4.5. Une protection nécessaire
La chasse intensive des morses, préjudiciable à l'espèce et fatale aux populations humaines qui dépendent d'eux, impose alors une protection d'envergure. En raison de leur surexploitation commerciale, l'avenir des morses, à la fin du xixe siècle, est en effet critique : les femelles surtout ont été massacrées en période de fonte de la banquise, car leurs stations prolongées à terre pour élever les jeunes les rendent plus vulnérables. Prenant conscience de ce fléau, à partir de 1880 (les morses ont déjà perdu la moitié de leurs effectifs), les autorités décident d'agir, mais la chasse est déjà limitée, faute de proies en quantité suffisante. Les morses peuvent régénérer une partie de leurs populations entre 1890 et 1900. Mais la pause est de courte durée : en 1930, l'exploitation commerciale récente de l'U.R.S.S. en condamne plus de 8 000. À la même époque, alors que les morses sont au bord de l'extinction, le gouvernement américain tente d'interdire sur son territoire toute poursuite à caractère commercial. À la fin des années 1950, la situation des Inuits devient critique en raison de la disparition de la moitié des morses du Pacifique. Aussi, dès 1960, l'U.R.S.S. et les États-Unis imposent des quotas stricts à la pêche industrielle, protégent les sites de reproduction et interdisent l'abattage dans l'eau. Grâce à ces mesures, les morses du Pacifique ont pu recouvrer des effectifs « normaux » en une dizaine d'années. En revanche, la population de morses de l'Atlantique, la première à avoir régressé, ne s'est jamais régénérée depuis.
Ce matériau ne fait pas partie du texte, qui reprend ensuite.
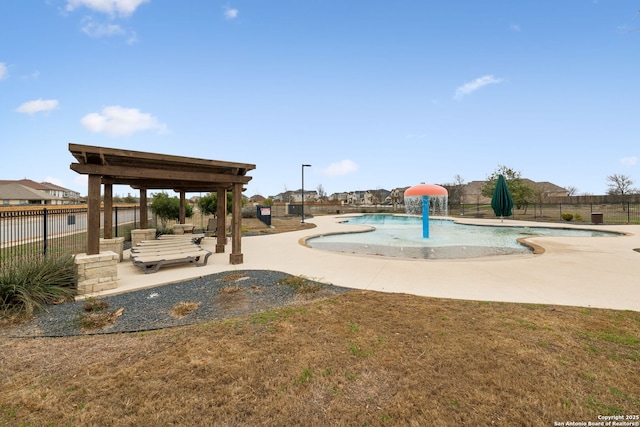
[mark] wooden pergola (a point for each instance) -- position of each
(151, 171)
Les morses du Pacifique et de l'Atlantique continuent aujourd'hui à être protégés : seules les prises pour la chasse traditionnelle pratiquée par les peuples autochtones, notamment les Inuits, est autorisée. Aux États-Unis, l'espèce bénéficie de la protection du MMPA (Marine Mammal Protection Act). Pour éviter le braconnage, l'État de l'Alaska a même interdit le commerce de l'ivoire non travaillé. Seuls les Inuits ont le droit de vendre des objets d'art en ivoire, provenant d'animaux tués pour leur viande. Au Canada, le morse de l'Atlantique figure sur le registre des espèces en péril, dans la catégorie « situation préoccupante ». Le Comité sur la situation des espèces en péril au Canada (Cosepac) estime que ses effectifs sont toujours en chute.
Le morse bénéficie aussi de mesures de protection internationales. Il est inscrit sur les listes de la Cites (Convention sur le commerce international des espèces menacées d'extinction), en Annexe III, et sur celles de la Convention de Berne, en Annexe II. Malgré toutes ces mesures, le morse continue d'être victime de l'homme pour son ivoire : en effet, un certain braconnage se maintient, tant en Amérique du Nord qu'en Russie.